> library(car)
> library(caret)
> library(ggplot2)
> library(reshape2)
> library(gridExtra)
> library(choroplethr)
> library(choroplethrMaps)

Bayesian approach to predicting the US elections.

> data <- read.csv("final_data.csv")

> df = data.frame(region=tolower(data$state), value=data$winner_2008)
> map_2008 <- state_choropleth(df)
> map_2008 <- map_2008 + scale_fill_manual(name=" ", values=c("red", "blue"))
> map_2008 <- map_2008 + ggtitle("Actual results for the 2008 election")
> 
> df = data.frame(region=tolower(data$state), value=data$winner_2012)
> map_2012 <- state_choropleth(df)
> map_2012 <- map_2012 + scale_fill_manual(name=" ", values=c("red", "blue"))
> map_2012 <- map_2012 + ggtitle("Actual results for the 2012 election")

A function to simulate n elections. Input a list of state win probabilities probabilities and number of simulations n. The result is a binomial random variable with the given probability of 1 i.e democrat win.

> simulate_election <- function(probabilities, n){
+     results <- numeric(n)
+     for(i in 1:n){
+         votes = 0
+         for(j in 1:nrow(data)){
+             state <- data$state[j]
+             if(rbinom(1, 1, probabilities[j]) == 1){
+                 votes <- votes + data[data$state==state, ]$electoral_votes
+             }
+         }
+         results[i] <- votes
+     }
+     results
+ }

Use an alternate Bayesian approach to predicting the 2012 election results, post-facto, as a way to develop a model for predicting future election results. Start with a flat prior distribution for each state.

> states <- data$state
> alpha0 <- rep(1, 51)
> beta0 <- rep(1, 51)

Update using 2004 data to obtain posterior distribution.
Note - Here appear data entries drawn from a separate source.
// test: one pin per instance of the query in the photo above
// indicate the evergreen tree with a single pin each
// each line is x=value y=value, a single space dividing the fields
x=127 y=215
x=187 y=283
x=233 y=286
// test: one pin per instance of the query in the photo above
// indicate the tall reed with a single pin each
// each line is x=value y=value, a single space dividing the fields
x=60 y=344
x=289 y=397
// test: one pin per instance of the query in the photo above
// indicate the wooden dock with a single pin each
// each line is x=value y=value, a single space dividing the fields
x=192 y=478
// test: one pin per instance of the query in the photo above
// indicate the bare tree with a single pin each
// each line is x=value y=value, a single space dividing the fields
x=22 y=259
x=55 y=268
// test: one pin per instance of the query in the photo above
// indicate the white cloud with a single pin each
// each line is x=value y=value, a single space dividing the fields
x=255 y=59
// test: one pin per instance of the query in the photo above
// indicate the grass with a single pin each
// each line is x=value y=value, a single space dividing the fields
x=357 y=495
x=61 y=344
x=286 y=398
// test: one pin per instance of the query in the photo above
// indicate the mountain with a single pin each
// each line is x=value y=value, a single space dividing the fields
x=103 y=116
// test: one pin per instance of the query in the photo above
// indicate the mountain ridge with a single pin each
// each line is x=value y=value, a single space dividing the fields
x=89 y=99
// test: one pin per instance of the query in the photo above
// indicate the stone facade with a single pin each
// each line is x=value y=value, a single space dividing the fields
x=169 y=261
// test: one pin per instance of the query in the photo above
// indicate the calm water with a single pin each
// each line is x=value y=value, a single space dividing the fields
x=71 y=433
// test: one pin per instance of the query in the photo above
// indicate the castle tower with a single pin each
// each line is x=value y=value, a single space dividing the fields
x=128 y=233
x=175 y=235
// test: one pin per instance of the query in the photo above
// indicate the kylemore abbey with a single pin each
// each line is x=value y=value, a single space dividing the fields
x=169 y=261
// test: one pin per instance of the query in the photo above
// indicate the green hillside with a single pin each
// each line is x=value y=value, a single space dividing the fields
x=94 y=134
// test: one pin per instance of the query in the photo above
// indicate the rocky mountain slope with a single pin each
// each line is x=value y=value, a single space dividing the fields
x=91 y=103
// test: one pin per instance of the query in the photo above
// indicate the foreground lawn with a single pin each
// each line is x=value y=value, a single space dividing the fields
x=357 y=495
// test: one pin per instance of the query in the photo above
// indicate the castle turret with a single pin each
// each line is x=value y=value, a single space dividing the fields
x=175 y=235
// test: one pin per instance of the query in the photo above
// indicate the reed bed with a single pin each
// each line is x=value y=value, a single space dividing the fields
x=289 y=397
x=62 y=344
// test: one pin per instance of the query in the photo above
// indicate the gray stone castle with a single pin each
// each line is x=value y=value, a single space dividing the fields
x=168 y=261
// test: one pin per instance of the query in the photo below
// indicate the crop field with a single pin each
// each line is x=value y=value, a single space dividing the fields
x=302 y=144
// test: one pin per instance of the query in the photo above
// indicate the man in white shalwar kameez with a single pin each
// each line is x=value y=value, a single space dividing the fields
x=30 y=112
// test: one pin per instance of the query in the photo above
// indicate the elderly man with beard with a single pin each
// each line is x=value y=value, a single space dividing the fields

We use percentage of democrats in each state.

> alpha1 <- alpha0 + data$democrat_04 
> beta1  <- beta0 + data$republican_04

Calculate the state win probabilities for democrats in 2008 prob_win_08

> n <- nrow(data)
> prob_win_08 <- numeric(n)
> for (i in 1:n) {
+     prob_win_08[i] <- round(1 - pbeta(0.5, alpha1[i], beta1[i]), digits=3)
+ }

Predict a democratic win in 2008 for a state if the computed probability of a win is >= 0.50

> states <- data$state
> pred_democ_win_08 <- states[prob_win_08 >= 0.50]
> actual_democ_win_08 <- data[data$winner_2008 == 1,]$state
> setdiff(actual_democ_win_08, pred_democ_win_08)

## [1] "Colorado"       "Florida"        "Indiana"        "Iowa"          
## [5] "Nevada"         "New Mexico"     "North Carolina" "Ohio"          
## [9] "Virginia"

The prediction misses the following 9 states: Colorado, Florida, Indiana, Iowa, Nevada, New Mexico, North Carolina, Ohio and Virginia.

Compare posterior probabilities of a democrat winning the 2008 election with the actual results of the 2008 election.

> df = data.frame(region=tolower(data$state), value=prob_win_08)
> map <- state_choropleth(df, num_colors=1)
> map <- map + scale_fill_continuous(name="", low="red", high="blue")
> map <- map + ggtitle("Posterior probabilities of a democrat winning the 2008 election")
> 
> grid.arrange(map, map_2008, ncol=2)

Update using 2008 data to obtain posterior distribution. We use percentage of democrats in each state.

> alpha2 <- alpha1 + data$democrat_08
> beta2  <- beta1 + data$republican_08

Calculate the state win probabilities for democrats in 2012 prob_win_12

> prob_win_12 <- numeric(n)
> for (i in 1:n) {
+     prob_win_12[i] <- round(1 - pbeta(0.5, alpha2[i], beta2[i]), digits=3)
+ }

Predict a democratic win in 2012 for a state if the computed probability of a win is >= 0.50

> pred_democ_win_12 <- states[prob_win_12 >= 0.5]
> actual_democ_win_12 <- data[data$winner_2012 == 1,]$state
> setdiff(actual_democ_win_12, pred_democ_win_12)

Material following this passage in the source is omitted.